Первая встреча ислама с православным христианством состоялась на поле битвы, во время войн, в которых, начиная с VII в., арабы противостояли греческим императорам. Таким образом, обе цивилизации, стоявшие лицом к лицу, основывались каждая на своей религиозной идеологии, и каждая из сторон истолковывала отношения и действия другой как обусловленные религией. Так, если Коран призывал к священной войне против «тех, кто приписывает Богу неких сотоварищей» — то есть христиан, верующих в Троицу, — то византийцы, вслед за св. Иоанном Дамаскиным, отплатили пониманием ислама как «предвестника Антихриста». Но, как бы ни были резки эти утверждения, как бы ни был фанатичен призыв к священной войне, постепенно осуществлялось лучшее взаимопонимание благодаря усилиям дипломатии, необходимости сосуществования на территориях со смешанным населением и спокойному размышлению образованных умов. Иоанн Дамаскин и его современники склонялись поэтому к тому, чтобы применить к исламу критерий христианского православия и уподобить ислам христианской ереси, уже осужденной. Итак, Мухаммед был арианином, потому что он отрицал божественность Логоса и Святого Духа; отсюда возможно, что легенда Мухаммеда была привнесена в христианскую религию монахом-арианином. Действительно, в контакт раннего ислама с христианством были вовлечены монофизитские и несторианские общины, но, конечно, не ариане, и имя, приписываемое Иоанном мусульманам — koptai tou Theou («резчики Божии»), потому что они «вырезают» из Бога Логос и Дух, — является ответом мусульманскому обвинению, направленному против христиан, что они “etairiastai — «те, кто допускает сотоварищей Бога». Иоанн затрагивает другой острый вопрос несогласия — вопрос свободной воли и предопределения, и всё его доказательство сопровождается самыми яростными эпитетами, которые он даёт Мухаммеду — «лжепророк», «лицемер», «лжец» и «прелюбодей». Всё это, разумеется, было принято со всеми подробностями другими полемическими авторами.

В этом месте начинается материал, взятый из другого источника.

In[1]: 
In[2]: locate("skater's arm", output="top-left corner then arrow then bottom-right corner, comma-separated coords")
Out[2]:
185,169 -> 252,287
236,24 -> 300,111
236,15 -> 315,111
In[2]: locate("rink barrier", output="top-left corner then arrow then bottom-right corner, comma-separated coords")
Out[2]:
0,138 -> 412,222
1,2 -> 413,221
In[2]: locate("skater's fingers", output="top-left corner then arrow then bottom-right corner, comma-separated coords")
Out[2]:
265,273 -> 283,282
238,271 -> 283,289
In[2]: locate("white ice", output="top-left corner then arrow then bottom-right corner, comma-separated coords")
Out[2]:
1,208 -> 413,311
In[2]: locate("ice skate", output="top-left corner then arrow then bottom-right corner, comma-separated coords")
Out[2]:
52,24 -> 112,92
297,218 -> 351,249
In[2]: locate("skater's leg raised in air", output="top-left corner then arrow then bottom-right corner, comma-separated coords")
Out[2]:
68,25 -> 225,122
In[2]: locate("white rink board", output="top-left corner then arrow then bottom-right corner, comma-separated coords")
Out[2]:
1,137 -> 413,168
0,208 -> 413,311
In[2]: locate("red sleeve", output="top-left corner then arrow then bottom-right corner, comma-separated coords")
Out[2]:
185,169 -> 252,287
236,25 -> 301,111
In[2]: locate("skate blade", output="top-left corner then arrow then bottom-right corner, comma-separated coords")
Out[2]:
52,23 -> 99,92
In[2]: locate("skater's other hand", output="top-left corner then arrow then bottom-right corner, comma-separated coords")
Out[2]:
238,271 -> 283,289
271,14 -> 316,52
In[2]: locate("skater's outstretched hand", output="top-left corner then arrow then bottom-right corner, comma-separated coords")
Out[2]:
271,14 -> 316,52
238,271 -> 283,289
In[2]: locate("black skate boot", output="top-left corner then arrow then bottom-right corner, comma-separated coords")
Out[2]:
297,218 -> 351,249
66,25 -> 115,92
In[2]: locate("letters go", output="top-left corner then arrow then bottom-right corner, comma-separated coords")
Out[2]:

Диалоги Феодора содержат чёткую отрицательную позицию по отношению к вере ислама и к личности Мухаммеда, лжепророка-арианина (1560А), находящегося во власти беса (1545В—1548А). Но использованные доводы представлены так, чтобы они были поняты оппонентами, что соответствует принципам настоящего диалога. И когда мусульманин всё ещё утверждал, что он предпочитает многоженство, так как оно обеспечивает более быстрое преумножение человеческого рода, Феодор отвечает, что так как Бог не заботился о быстром умножении человека, когда человек был один на земле, то Он, конечно, не желает слишком великого преумножения и ныне... И он заканчивает своё доказательство напоминанием мусульманину о неминуемых ссорах и сценах ревности, которые происходят в гареме. Феодор отвечает: «так как вы утверждаете, что все погибшие в священной войне с неверными отправляются на небеса, вы должны благодарить ромеев за убийство множества ваших собратий».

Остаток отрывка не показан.